Cisplatin induces multiorgan impairment by inducing apoptotic necrosis. GRK2 reportedly mediates several types of tissue injury. For example, inhibiting the upregulation of GRK2 induced by ischemia‒reperfusion injury can antagonize cardiomyocyte apoptosis (Li et al. 2022). Moreover, it has been shown that GRK2 expression levels were significantly elevated in response to cisplatin treatment (Ammone et al. 2021). Therefore, GRK2 may play an key role in cisplatin-induced ALI. To demonstrate the role of GRK2 in cisplatin-induced ALI, Grk2± and WT mice were generated and injected with cisplatin. Jaber et al. (1996) demonstrated that homozygosity for Grk2 results in embryonic death, as Grk2± embryonic mice exhibit pronounced hypoplasia of the ventricular myocardium. This study elucidated a significant reduction in the cardiac ejection fraction and severe heart failure in Grk2± embryonic mice. However, the use of global adult hemizygous (Grk2±) mice can circumvent the embryonic lethality associated with homozygosity. According to the Mouse Genome Informatics database, mice with a genetic modification of Grk2 are also designated Adrbk1 mice. Furthermore, Grk2± are denoted as Adrbkl±. p-GRK2 expression was greatly elevated in the hepatic tissue of ALI mice, and GRK2 knockdown significantly reduced the levels of serum ALT and AST and improved liver pathology by decreasing liver cell apoptosis. In vitro, we confirmed that siRNA-mediated GRK2 knockdown effectively reduced AML12 cell apoptosis.
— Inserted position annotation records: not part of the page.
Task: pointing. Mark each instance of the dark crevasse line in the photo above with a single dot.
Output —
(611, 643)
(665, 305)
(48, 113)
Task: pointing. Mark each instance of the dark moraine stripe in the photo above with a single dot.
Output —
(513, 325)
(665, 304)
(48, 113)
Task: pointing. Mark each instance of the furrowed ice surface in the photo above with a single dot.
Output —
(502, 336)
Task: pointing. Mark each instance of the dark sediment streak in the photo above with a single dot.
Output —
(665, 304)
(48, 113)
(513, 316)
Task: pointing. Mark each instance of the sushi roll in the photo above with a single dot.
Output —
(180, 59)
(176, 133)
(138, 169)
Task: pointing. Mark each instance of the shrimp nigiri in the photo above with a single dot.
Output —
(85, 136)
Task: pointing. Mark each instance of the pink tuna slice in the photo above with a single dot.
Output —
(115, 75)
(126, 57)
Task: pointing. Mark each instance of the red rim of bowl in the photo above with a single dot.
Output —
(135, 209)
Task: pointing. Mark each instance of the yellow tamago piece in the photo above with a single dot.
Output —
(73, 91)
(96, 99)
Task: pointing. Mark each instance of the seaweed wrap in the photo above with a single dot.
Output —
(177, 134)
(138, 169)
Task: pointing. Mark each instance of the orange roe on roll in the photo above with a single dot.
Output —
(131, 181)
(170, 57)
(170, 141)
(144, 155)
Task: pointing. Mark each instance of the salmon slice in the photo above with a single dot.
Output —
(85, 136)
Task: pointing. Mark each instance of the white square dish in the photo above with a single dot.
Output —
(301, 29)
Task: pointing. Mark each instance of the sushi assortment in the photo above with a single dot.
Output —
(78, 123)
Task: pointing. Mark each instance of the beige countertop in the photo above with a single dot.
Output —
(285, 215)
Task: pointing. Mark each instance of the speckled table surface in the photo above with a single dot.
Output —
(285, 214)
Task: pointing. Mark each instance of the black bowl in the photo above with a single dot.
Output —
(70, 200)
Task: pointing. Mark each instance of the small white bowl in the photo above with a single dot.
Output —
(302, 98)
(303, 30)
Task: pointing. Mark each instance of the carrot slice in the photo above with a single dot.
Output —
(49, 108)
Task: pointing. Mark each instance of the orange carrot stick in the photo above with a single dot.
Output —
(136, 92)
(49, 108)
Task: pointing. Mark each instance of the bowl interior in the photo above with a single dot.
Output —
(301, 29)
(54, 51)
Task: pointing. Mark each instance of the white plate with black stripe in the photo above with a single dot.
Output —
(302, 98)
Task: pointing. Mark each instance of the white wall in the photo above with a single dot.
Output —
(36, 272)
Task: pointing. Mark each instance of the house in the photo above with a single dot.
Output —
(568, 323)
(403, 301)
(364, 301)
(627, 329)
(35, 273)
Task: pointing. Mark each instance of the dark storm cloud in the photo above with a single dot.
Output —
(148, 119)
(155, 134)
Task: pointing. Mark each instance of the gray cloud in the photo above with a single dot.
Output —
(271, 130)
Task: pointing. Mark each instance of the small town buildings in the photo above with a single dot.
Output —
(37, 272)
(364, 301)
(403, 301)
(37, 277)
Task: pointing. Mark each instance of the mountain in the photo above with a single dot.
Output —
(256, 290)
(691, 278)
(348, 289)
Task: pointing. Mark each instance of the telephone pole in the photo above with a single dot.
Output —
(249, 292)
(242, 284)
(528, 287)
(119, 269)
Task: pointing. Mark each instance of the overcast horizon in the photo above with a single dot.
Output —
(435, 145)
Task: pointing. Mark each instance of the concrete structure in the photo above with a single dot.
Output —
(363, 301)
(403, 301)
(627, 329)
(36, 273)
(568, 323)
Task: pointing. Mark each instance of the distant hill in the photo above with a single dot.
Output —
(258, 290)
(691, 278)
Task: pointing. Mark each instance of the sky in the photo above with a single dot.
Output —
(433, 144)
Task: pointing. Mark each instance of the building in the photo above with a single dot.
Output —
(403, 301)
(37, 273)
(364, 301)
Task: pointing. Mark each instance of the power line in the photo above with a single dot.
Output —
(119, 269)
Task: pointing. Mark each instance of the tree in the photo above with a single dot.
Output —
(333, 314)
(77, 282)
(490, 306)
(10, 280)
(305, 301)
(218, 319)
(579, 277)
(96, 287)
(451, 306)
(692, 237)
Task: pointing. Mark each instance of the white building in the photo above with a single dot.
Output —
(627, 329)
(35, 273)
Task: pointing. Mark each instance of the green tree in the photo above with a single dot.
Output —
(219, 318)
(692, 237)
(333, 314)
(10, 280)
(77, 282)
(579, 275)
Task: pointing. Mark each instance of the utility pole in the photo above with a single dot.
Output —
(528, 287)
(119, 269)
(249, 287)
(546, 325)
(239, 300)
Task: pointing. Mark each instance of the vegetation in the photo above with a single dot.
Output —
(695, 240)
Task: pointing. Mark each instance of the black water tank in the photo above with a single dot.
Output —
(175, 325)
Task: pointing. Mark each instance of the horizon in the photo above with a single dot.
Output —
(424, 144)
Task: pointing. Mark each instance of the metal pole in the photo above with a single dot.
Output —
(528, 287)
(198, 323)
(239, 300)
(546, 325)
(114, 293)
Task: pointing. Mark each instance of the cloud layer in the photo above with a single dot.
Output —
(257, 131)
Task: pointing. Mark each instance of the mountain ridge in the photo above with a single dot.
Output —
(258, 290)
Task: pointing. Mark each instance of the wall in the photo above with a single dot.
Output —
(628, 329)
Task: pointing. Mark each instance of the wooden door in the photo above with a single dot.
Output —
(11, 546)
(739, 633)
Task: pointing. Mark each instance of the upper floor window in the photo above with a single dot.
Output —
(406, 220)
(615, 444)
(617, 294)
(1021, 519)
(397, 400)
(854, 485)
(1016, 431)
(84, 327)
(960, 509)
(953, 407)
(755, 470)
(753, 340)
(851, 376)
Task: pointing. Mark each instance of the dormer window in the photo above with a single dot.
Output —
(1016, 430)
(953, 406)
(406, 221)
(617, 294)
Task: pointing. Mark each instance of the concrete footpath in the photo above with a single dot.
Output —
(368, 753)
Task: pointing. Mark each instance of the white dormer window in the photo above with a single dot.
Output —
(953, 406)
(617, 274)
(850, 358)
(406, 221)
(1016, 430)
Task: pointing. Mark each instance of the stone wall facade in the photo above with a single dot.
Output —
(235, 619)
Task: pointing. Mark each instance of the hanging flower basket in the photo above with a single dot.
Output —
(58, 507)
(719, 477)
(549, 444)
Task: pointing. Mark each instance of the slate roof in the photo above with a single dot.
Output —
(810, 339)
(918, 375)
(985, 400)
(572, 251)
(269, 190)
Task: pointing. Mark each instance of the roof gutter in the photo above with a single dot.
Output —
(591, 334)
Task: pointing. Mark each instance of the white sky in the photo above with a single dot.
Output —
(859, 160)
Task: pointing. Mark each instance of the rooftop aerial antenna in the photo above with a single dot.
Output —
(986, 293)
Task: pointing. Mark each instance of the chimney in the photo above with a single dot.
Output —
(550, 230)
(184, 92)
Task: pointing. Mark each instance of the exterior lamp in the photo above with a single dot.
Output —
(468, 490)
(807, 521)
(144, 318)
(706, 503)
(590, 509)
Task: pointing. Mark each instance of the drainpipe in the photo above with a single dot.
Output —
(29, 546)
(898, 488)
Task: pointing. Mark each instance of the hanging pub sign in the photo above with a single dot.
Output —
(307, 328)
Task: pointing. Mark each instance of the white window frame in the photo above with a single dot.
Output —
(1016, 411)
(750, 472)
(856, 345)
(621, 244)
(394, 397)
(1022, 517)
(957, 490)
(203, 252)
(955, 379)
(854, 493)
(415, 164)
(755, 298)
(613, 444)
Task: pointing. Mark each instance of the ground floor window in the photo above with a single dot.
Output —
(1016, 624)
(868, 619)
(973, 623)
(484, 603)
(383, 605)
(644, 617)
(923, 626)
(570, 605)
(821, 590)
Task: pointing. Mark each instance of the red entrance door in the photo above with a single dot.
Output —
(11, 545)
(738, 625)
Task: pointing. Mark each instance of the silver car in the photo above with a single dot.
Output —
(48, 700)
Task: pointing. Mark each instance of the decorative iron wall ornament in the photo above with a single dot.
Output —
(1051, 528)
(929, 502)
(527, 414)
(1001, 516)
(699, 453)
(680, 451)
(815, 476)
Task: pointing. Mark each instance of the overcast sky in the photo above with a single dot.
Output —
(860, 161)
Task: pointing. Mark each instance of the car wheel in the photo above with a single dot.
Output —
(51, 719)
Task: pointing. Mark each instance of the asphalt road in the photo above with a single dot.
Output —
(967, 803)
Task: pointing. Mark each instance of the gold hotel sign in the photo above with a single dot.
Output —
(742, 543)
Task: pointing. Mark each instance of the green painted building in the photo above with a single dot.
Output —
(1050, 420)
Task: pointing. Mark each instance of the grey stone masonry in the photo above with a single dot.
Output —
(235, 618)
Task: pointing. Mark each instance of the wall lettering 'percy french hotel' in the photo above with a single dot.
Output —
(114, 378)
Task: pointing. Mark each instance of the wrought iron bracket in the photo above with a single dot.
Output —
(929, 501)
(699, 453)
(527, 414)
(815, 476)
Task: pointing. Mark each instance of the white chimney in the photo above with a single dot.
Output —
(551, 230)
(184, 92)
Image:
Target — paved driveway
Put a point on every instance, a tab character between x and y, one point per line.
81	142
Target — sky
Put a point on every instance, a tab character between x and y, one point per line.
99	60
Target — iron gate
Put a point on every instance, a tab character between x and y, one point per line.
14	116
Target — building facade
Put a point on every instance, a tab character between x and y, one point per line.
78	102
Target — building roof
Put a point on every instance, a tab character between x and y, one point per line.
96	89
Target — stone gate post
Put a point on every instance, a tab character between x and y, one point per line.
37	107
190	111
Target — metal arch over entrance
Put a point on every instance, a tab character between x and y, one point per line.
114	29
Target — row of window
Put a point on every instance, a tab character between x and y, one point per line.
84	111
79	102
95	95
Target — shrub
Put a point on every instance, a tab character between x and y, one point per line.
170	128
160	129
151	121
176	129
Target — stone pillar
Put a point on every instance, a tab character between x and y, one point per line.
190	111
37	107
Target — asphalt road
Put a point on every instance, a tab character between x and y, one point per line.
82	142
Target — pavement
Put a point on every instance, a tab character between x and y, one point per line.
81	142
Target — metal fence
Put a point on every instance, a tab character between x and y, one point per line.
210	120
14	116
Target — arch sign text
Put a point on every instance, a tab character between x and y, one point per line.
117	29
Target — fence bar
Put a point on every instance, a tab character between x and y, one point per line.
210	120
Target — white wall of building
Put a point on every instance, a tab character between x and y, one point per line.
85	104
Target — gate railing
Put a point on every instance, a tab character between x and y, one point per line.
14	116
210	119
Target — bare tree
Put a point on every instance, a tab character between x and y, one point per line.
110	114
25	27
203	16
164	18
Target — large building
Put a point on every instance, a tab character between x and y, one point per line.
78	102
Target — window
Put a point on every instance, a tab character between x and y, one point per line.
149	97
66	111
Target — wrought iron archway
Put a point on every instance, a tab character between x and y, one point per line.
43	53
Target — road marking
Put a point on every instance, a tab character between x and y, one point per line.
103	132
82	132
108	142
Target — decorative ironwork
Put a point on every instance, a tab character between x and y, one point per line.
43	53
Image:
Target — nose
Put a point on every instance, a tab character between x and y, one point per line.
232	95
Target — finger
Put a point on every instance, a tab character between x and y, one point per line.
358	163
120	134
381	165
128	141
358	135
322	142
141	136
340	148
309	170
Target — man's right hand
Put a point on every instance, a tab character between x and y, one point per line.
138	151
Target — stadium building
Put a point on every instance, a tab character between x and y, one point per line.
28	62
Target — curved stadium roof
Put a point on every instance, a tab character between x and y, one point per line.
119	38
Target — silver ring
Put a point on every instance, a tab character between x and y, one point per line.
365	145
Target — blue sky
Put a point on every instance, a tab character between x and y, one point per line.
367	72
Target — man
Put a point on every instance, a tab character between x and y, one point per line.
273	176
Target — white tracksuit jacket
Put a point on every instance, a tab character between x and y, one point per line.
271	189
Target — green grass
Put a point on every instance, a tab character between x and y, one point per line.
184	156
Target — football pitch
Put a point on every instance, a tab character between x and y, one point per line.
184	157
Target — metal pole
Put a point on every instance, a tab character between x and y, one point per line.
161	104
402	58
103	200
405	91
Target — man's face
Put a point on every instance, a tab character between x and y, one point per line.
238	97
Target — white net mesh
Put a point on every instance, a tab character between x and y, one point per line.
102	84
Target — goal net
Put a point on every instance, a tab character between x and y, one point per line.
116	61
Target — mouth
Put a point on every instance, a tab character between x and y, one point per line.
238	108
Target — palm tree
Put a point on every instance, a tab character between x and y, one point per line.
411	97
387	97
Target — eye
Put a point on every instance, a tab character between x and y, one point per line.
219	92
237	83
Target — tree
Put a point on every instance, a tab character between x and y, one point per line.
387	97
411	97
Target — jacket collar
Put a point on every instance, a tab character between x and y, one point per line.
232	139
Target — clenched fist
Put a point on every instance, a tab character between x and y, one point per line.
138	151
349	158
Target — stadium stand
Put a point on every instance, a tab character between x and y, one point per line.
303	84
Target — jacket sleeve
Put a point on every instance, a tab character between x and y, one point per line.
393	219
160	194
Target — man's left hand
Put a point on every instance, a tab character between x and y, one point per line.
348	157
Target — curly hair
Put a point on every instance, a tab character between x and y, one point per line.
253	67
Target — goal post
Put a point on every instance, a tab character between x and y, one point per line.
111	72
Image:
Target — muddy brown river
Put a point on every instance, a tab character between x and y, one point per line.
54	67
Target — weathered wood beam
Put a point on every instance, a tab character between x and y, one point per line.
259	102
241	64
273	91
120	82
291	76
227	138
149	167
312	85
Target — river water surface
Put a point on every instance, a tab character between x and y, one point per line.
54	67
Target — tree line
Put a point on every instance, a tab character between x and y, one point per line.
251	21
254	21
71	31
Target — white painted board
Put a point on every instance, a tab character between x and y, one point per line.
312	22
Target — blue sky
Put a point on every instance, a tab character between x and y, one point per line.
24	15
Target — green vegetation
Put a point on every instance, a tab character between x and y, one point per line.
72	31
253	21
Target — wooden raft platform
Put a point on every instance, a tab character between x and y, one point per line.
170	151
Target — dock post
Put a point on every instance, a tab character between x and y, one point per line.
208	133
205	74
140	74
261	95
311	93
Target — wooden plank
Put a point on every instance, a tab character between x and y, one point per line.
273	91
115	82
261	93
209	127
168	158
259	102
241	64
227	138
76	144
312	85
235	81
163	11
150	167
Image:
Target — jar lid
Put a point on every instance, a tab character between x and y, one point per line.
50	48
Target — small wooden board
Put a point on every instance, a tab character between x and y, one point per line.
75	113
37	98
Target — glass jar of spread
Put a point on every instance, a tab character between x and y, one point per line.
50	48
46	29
Oxidative stress constitutes the pathological basis of ALI. The overproduction of ROS is accompanied by the occurrence and development of ALI. Cellular ROS are mainly produced and regulated by the NADPH oxidase family, which comprises seven members. In contrast to other NADPH oxidase family members, NOX4 is constitutively active and produces H2O2. Overactivation of NOX4 has been implicated in ALI(Matuz-Mares et al. 2022). GRK2 has been shown to bind with NOX4 in cardiomyocytes and HeLa cervical cancer cells (Theccanat et al. 2016; Ammone et al. 2021). We previously confirmed that GRK2 and NOX4 interact directly with each other by via immunoprecipitation in NRK-52E cells (not yet published). In the current study, it was demonstrated that downregulation of GRK2 significantly reduced NOX4 expression and ROS production both in vivo and in vitro, suggesting that GRK2 plays an important role in oxidative stress by regulating NOX4 expression.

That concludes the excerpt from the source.